Describe the following criteria, which are necessary to effectively perform the position:
* Minimum level of education and years of relevant work experience:
Bachelor’s degree in a related discipline and a minimum 5 years of relevant experience in Quality Assurance, Regulatory Affairs, Manufacturing or a related role in a pharmaceutical, biotechnology or related environment.
* Special knowledge or skills needed and/or licenses or certificates required.
Demonstrated ability to work as a team player: listens, promote exchanges, communicates, adapts and advises.
Demonstrated knowledge and understanding of GMP/GDP regulations and compliance regulatory requirements.
Demonstrated ability to perform QA reviews of SOPs, QTA and Corporate Standard related documentation and other documents as necessary.
Experience writing and reviewing SOPs which support GMP/GDP QTA and Corporate Standard activities/functions.
Demonstrated ability to work collaboratively with internal and external key stakeholders to facilitate continuous process improvement activities.
Ability to contribute to the identification and generation of metrics that help drive GMP/GDP process improvements and increase compliance.
Excellent verbal and written communication skills.
Ability to work independently and collaboratively, as required, in a fast-paced, matrixed, team environment consisting of internal and external team members.
Analytical thinker with problem solving skills and the ability to adapt to changing priorities and deadlines.
Excellent planning, organization and time management skills including the ability to support and prioritize multiple projects.
*Special knowledge or skills and/or licenses or certificates preferred.

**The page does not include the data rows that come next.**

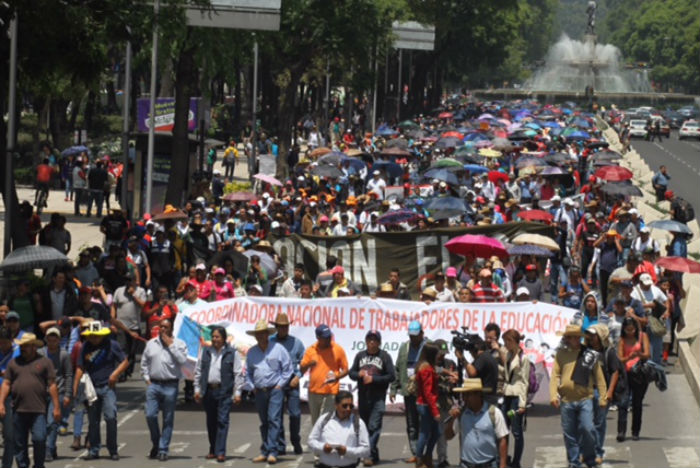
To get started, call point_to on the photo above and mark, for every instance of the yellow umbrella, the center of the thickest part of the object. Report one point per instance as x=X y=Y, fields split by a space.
x=490 y=153
x=536 y=239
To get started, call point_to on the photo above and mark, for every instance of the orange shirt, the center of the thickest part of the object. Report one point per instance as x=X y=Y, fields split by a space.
x=329 y=359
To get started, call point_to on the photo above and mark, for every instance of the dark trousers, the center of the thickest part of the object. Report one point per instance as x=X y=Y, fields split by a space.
x=217 y=407
x=372 y=413
x=635 y=399
x=411 y=409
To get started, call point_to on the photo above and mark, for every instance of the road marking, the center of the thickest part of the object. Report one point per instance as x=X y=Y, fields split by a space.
x=681 y=457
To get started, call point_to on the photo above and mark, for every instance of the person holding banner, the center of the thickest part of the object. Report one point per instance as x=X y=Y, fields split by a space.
x=217 y=376
x=268 y=369
x=295 y=348
x=373 y=369
x=409 y=351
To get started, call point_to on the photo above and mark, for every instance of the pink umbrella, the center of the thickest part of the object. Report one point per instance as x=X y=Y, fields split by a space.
x=268 y=179
x=476 y=246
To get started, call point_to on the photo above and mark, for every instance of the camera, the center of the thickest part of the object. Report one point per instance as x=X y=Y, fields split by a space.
x=465 y=341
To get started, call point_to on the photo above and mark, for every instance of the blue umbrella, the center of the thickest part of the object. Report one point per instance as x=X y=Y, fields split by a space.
x=442 y=174
x=75 y=150
x=392 y=169
x=530 y=250
x=475 y=168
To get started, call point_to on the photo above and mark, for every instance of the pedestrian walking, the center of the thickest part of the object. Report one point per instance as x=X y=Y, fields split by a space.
x=295 y=348
x=217 y=377
x=31 y=380
x=161 y=368
x=373 y=369
x=268 y=369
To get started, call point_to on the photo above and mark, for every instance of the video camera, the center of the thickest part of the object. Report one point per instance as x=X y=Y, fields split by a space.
x=464 y=341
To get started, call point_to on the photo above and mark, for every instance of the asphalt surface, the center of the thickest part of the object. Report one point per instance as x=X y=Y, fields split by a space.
x=669 y=437
x=682 y=159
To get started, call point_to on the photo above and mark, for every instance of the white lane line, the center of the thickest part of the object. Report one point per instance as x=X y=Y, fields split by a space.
x=681 y=457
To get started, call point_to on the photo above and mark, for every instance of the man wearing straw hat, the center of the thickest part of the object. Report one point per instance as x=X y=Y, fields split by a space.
x=575 y=371
x=268 y=369
x=482 y=428
x=30 y=378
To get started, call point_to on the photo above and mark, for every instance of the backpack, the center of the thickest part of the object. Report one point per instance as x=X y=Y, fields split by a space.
x=684 y=211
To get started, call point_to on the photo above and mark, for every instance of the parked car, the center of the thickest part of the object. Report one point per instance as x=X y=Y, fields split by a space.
x=690 y=129
x=638 y=128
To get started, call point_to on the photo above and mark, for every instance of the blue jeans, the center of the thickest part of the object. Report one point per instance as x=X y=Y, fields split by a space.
x=601 y=425
x=516 y=428
x=161 y=397
x=24 y=423
x=428 y=433
x=269 y=406
x=8 y=435
x=217 y=407
x=291 y=395
x=372 y=413
x=106 y=407
x=579 y=431
x=53 y=425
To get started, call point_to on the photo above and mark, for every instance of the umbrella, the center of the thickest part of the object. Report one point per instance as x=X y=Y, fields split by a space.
x=476 y=246
x=325 y=170
x=396 y=217
x=680 y=264
x=613 y=173
x=530 y=250
x=448 y=142
x=625 y=188
x=267 y=262
x=268 y=179
x=536 y=239
x=670 y=226
x=31 y=257
x=495 y=176
x=475 y=168
x=447 y=163
x=75 y=150
x=392 y=169
x=442 y=174
x=240 y=261
x=333 y=158
x=536 y=215
x=319 y=152
x=240 y=196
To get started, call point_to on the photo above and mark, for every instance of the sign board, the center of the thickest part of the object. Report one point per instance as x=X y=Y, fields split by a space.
x=413 y=35
x=262 y=15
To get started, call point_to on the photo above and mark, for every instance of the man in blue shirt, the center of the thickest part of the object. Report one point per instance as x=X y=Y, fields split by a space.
x=268 y=370
x=295 y=348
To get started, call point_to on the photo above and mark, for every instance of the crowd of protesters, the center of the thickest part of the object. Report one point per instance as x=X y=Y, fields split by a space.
x=500 y=162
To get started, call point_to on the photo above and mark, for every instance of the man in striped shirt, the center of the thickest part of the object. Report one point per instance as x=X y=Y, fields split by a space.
x=485 y=290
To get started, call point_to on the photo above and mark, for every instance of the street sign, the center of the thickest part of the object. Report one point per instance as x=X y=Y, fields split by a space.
x=413 y=35
x=260 y=15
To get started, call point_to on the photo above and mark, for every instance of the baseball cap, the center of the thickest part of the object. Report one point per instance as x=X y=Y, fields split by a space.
x=415 y=328
x=323 y=331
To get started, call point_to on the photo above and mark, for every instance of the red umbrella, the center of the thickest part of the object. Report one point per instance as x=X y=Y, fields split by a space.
x=476 y=246
x=680 y=264
x=613 y=173
x=536 y=215
x=495 y=176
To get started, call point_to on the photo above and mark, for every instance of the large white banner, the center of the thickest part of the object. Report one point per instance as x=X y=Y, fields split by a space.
x=350 y=319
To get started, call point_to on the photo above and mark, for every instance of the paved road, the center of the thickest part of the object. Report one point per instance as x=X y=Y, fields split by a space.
x=681 y=157
x=670 y=435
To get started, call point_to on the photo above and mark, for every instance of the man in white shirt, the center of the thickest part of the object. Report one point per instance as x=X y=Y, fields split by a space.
x=340 y=438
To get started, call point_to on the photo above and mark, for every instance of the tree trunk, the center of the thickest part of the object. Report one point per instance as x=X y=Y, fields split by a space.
x=186 y=73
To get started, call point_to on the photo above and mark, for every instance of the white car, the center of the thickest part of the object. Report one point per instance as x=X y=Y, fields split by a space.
x=638 y=128
x=689 y=129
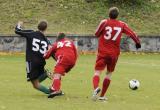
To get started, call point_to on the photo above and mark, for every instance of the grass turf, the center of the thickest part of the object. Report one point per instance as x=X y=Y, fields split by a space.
x=78 y=16
x=17 y=94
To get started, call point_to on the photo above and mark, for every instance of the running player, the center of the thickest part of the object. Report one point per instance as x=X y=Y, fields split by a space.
x=109 y=34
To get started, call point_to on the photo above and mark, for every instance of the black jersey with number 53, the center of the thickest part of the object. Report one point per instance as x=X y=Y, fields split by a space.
x=36 y=44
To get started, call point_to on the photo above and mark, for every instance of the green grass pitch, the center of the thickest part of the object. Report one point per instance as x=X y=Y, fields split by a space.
x=17 y=94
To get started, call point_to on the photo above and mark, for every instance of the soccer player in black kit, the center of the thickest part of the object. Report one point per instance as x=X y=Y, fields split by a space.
x=36 y=45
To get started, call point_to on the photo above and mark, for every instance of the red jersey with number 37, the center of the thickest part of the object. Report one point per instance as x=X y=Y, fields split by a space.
x=109 y=33
x=64 y=47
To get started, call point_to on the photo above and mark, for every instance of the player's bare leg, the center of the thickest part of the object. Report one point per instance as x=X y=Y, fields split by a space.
x=56 y=85
x=96 y=79
x=36 y=84
x=106 y=83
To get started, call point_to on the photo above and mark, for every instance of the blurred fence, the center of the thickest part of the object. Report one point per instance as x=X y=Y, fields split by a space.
x=84 y=43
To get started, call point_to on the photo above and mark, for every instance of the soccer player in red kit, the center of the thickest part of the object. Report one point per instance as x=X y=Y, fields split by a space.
x=65 y=55
x=109 y=34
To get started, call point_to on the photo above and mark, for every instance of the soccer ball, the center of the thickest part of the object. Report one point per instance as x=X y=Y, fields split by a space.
x=134 y=84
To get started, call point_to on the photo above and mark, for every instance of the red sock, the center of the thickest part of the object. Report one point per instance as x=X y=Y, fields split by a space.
x=106 y=83
x=56 y=84
x=95 y=81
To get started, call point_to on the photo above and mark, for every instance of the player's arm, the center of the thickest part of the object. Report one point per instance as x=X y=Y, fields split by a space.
x=75 y=51
x=20 y=31
x=49 y=46
x=50 y=52
x=100 y=28
x=132 y=35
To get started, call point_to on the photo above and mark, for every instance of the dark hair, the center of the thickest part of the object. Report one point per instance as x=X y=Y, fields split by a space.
x=61 y=36
x=113 y=12
x=42 y=26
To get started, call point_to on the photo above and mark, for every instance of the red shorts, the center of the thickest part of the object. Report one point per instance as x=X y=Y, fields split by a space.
x=63 y=65
x=108 y=60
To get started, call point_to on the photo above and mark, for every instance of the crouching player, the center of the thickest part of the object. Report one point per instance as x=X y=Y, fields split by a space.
x=37 y=45
x=66 y=56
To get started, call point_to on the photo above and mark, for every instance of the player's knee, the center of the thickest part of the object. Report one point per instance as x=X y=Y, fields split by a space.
x=108 y=75
x=97 y=72
x=57 y=76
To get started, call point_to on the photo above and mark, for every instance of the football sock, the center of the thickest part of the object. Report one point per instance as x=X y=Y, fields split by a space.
x=56 y=84
x=95 y=81
x=43 y=89
x=42 y=77
x=106 y=83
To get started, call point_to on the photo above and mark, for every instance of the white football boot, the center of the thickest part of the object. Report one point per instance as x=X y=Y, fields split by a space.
x=95 y=94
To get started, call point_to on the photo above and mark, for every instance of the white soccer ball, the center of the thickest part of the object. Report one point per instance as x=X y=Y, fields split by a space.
x=134 y=84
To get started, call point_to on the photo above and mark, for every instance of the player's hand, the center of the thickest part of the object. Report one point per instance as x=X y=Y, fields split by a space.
x=19 y=24
x=138 y=45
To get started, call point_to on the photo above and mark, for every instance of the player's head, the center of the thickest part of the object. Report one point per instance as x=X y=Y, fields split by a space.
x=42 y=26
x=113 y=12
x=61 y=36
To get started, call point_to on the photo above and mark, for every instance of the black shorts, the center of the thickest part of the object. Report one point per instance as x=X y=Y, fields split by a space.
x=34 y=70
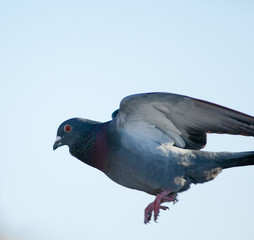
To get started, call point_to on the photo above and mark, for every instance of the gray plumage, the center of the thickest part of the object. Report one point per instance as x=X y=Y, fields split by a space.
x=153 y=143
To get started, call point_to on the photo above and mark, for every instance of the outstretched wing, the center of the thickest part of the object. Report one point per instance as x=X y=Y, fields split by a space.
x=171 y=119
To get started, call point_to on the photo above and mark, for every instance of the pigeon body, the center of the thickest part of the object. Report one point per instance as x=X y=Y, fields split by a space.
x=153 y=144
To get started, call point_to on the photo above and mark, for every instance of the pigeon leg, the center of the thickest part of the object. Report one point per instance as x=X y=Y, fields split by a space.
x=165 y=196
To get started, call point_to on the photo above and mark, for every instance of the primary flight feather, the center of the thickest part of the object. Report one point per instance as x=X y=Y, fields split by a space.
x=153 y=144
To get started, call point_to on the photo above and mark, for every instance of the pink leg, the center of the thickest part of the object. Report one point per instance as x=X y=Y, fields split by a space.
x=156 y=205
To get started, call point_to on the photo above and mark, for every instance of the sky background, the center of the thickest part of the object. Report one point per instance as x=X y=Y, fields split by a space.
x=63 y=59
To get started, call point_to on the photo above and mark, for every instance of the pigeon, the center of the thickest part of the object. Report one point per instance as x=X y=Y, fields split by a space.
x=153 y=144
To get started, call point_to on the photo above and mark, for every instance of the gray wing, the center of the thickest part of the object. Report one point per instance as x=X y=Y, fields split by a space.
x=176 y=120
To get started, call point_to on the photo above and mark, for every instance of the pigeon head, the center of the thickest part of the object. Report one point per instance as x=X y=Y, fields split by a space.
x=71 y=130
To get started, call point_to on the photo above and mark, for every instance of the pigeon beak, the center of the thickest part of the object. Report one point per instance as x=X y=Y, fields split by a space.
x=57 y=143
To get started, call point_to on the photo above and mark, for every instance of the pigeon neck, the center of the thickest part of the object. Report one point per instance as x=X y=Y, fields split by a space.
x=92 y=149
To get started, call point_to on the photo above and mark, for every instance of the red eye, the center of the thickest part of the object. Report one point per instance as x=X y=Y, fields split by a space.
x=67 y=128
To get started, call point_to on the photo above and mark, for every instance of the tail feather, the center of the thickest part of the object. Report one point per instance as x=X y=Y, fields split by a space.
x=236 y=160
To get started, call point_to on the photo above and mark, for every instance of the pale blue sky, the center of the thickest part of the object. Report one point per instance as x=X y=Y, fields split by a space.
x=62 y=59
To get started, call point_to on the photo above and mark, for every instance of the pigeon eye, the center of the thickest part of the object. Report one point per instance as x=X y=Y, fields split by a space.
x=67 y=128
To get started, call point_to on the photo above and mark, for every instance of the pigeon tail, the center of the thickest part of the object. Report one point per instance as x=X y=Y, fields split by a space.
x=240 y=159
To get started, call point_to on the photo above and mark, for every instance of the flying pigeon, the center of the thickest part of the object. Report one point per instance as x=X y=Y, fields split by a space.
x=153 y=143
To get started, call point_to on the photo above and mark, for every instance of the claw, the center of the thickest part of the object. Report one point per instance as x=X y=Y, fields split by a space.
x=165 y=196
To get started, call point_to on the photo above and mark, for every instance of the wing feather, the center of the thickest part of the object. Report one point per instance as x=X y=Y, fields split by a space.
x=181 y=121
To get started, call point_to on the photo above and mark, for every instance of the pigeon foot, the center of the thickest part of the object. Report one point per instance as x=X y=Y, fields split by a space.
x=165 y=196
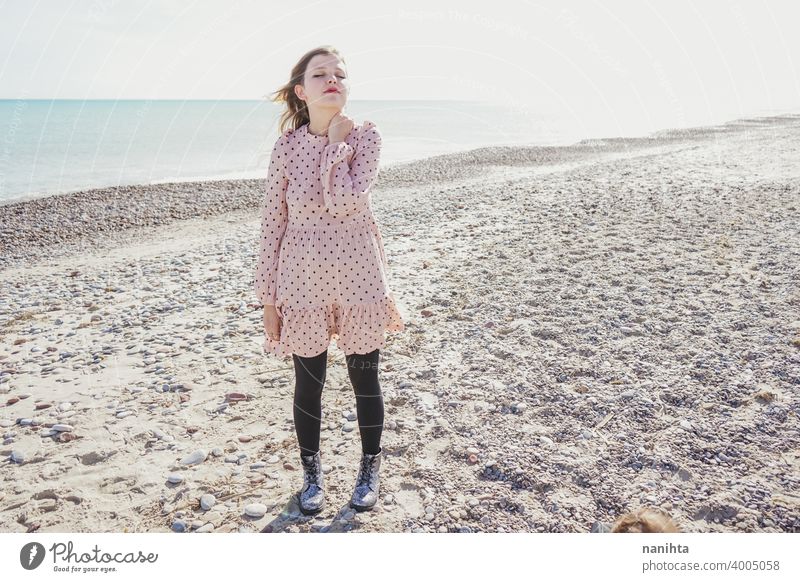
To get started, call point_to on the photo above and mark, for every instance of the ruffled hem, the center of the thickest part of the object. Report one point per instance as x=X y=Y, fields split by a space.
x=358 y=328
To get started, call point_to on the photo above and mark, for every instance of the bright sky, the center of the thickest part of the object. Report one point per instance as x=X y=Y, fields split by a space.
x=611 y=55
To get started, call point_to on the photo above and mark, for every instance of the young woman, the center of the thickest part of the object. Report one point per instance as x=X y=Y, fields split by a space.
x=321 y=270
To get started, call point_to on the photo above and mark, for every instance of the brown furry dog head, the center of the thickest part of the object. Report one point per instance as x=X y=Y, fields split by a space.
x=645 y=520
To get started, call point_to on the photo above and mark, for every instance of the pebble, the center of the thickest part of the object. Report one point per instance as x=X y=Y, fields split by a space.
x=257 y=510
x=194 y=458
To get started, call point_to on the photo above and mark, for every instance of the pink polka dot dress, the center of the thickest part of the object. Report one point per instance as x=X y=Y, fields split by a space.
x=321 y=260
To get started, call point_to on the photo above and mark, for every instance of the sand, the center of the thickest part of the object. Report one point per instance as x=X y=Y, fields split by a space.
x=589 y=330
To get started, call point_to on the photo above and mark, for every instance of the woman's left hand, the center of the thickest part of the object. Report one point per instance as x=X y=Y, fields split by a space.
x=339 y=127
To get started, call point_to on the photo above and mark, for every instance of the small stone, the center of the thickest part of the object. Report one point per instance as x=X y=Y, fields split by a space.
x=194 y=458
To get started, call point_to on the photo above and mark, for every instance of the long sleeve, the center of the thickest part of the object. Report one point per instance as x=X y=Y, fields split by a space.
x=346 y=186
x=274 y=218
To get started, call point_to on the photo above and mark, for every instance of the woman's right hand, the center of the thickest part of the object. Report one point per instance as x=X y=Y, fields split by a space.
x=272 y=322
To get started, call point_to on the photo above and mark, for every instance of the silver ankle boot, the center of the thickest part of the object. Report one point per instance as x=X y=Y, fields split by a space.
x=367 y=487
x=312 y=495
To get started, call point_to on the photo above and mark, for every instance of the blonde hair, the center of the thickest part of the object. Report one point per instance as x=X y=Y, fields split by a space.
x=295 y=113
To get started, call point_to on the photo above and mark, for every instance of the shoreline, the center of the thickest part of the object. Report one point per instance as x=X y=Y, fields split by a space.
x=75 y=222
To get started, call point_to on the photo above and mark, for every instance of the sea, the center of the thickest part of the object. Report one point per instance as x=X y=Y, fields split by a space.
x=55 y=146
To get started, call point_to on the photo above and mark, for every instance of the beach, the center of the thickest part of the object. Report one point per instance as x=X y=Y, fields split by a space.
x=590 y=329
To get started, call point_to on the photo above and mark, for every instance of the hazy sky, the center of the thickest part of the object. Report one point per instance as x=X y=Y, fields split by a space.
x=612 y=57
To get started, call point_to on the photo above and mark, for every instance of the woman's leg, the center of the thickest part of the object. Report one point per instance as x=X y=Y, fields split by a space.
x=363 y=370
x=309 y=380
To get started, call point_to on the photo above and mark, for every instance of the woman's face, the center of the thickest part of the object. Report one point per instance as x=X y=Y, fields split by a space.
x=325 y=84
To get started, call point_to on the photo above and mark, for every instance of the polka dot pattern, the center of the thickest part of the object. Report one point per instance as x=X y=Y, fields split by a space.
x=321 y=258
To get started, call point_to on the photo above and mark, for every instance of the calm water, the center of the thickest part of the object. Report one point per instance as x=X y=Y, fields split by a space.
x=51 y=146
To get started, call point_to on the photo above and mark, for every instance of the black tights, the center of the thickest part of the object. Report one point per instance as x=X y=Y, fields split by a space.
x=310 y=375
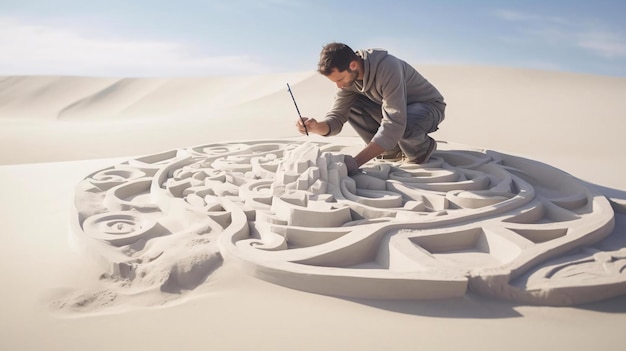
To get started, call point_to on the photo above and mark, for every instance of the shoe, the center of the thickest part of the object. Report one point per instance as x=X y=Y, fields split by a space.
x=432 y=146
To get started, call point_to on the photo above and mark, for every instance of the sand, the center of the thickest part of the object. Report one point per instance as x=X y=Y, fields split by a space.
x=59 y=131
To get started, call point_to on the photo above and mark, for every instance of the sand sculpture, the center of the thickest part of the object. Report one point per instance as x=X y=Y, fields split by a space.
x=287 y=212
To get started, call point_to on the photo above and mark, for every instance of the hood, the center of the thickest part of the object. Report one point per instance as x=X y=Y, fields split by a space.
x=371 y=59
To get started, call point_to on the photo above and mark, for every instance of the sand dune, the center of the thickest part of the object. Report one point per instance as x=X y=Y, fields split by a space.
x=66 y=295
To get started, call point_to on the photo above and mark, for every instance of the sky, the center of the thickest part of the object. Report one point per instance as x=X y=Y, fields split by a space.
x=242 y=37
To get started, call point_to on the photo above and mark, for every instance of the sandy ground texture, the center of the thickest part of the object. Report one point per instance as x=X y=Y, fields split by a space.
x=56 y=131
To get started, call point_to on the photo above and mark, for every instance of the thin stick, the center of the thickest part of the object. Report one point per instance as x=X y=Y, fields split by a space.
x=297 y=109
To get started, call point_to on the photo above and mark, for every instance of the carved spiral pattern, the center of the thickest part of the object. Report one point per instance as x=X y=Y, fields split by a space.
x=469 y=218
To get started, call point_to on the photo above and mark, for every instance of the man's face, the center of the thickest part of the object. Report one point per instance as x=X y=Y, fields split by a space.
x=343 y=79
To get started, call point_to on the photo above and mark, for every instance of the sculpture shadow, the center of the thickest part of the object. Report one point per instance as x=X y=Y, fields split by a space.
x=468 y=306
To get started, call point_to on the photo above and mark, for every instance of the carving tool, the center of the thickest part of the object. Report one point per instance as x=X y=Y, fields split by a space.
x=297 y=109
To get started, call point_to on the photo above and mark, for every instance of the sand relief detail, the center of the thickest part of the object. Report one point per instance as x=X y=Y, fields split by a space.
x=287 y=212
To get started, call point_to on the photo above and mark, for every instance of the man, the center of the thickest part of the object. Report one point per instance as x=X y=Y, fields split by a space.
x=390 y=105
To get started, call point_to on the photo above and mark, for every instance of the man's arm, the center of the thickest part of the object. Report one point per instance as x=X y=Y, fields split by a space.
x=313 y=126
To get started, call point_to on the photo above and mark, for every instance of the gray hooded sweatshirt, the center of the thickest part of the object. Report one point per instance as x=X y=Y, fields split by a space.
x=390 y=82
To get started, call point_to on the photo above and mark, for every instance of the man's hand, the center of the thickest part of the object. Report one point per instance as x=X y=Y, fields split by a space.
x=312 y=126
x=351 y=164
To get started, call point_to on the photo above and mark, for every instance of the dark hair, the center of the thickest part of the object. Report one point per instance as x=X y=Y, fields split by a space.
x=335 y=55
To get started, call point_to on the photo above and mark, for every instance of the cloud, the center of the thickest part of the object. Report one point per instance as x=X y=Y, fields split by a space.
x=591 y=36
x=32 y=49
x=517 y=16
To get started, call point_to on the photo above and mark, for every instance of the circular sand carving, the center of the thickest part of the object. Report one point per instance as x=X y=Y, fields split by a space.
x=288 y=213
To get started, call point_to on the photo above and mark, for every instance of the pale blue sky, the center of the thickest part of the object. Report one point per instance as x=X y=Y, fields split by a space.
x=187 y=37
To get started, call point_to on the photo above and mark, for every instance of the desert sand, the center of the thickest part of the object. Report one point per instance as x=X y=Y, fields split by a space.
x=69 y=286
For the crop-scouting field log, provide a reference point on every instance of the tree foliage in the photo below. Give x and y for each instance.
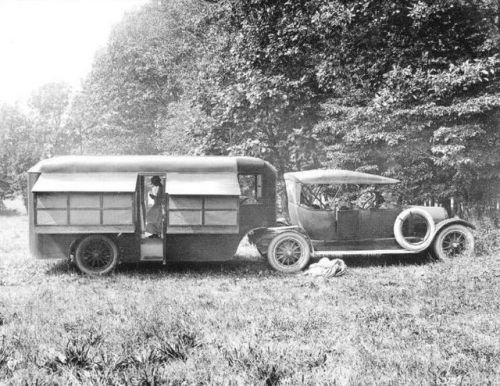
(404, 88)
(139, 84)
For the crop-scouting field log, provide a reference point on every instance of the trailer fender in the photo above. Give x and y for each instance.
(261, 237)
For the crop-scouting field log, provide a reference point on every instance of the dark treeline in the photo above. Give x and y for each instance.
(408, 89)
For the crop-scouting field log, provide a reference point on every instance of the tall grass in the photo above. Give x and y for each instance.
(398, 320)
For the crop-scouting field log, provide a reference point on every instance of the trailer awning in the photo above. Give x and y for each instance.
(86, 182)
(202, 184)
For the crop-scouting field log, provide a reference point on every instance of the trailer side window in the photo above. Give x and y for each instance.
(202, 211)
(84, 209)
(251, 188)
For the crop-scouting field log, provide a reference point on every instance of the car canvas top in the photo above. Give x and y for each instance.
(337, 176)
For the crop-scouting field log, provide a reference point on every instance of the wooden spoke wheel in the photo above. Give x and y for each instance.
(453, 241)
(96, 255)
(289, 252)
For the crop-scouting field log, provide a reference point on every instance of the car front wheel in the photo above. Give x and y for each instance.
(453, 241)
(96, 255)
(288, 252)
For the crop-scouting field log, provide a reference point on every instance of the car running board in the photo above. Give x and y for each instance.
(371, 252)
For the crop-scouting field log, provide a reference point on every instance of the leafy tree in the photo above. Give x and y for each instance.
(260, 91)
(405, 88)
(49, 107)
(141, 81)
(19, 147)
(426, 109)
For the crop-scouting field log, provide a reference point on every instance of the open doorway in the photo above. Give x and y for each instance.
(151, 213)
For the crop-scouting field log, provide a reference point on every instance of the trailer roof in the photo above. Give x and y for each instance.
(147, 164)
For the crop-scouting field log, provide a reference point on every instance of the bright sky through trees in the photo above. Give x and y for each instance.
(52, 40)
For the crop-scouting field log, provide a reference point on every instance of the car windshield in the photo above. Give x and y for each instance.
(347, 196)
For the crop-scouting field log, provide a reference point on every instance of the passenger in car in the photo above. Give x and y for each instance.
(390, 202)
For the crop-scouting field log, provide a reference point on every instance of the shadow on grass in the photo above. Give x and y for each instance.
(4, 212)
(388, 260)
(236, 267)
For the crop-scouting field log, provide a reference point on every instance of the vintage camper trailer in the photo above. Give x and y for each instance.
(94, 208)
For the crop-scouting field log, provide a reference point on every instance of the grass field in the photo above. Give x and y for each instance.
(388, 321)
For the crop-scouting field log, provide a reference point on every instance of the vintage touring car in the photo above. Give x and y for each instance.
(326, 223)
(94, 210)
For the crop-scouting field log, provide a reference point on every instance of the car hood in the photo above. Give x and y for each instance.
(437, 213)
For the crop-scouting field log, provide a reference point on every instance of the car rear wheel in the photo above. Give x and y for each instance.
(420, 243)
(289, 252)
(96, 255)
(453, 241)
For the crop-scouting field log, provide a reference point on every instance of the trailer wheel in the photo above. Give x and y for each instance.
(452, 241)
(288, 252)
(96, 255)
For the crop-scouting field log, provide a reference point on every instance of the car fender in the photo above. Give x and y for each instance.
(261, 237)
(454, 220)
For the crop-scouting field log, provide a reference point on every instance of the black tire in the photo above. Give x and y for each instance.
(289, 252)
(96, 255)
(452, 241)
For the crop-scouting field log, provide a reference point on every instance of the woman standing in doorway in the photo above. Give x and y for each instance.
(154, 215)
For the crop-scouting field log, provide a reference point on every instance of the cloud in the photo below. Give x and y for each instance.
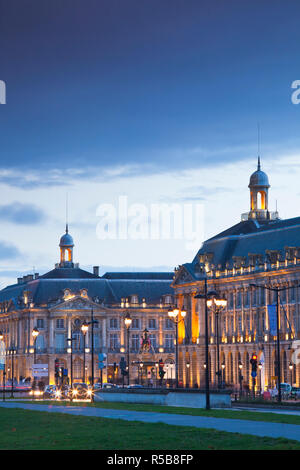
(21, 214)
(8, 251)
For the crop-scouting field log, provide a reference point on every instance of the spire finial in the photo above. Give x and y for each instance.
(67, 225)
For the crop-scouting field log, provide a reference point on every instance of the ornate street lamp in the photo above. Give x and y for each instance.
(4, 371)
(241, 377)
(35, 333)
(223, 372)
(128, 322)
(84, 329)
(217, 304)
(173, 314)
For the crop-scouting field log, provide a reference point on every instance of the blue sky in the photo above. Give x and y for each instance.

Experience conducting audits (GMP, GDP, electronic system audits), documenting and communicating audit results to relevant stakeholders and ensuring CAPAs are generated, thorough and brought to closure.
Registered GxP Quality Assurance Certifications.
Experience supporting regulatory agency (e.g., FDA, EMA, MHRA) inspections.
* Travel requirements
Up to 10%
PTC Therapeutics is an equal opportunity employer. We welcome applications from all individuals, regardless of race, color, national origin, gender, age, physical characteristics, social origin, disability, religion, family status, pregnancy, sexual orientation, gender identity, gender expression, disability, veteran status or any unlawful criterion under applicable law. We are committed to treating all applicants fairly and avoiding discrimination.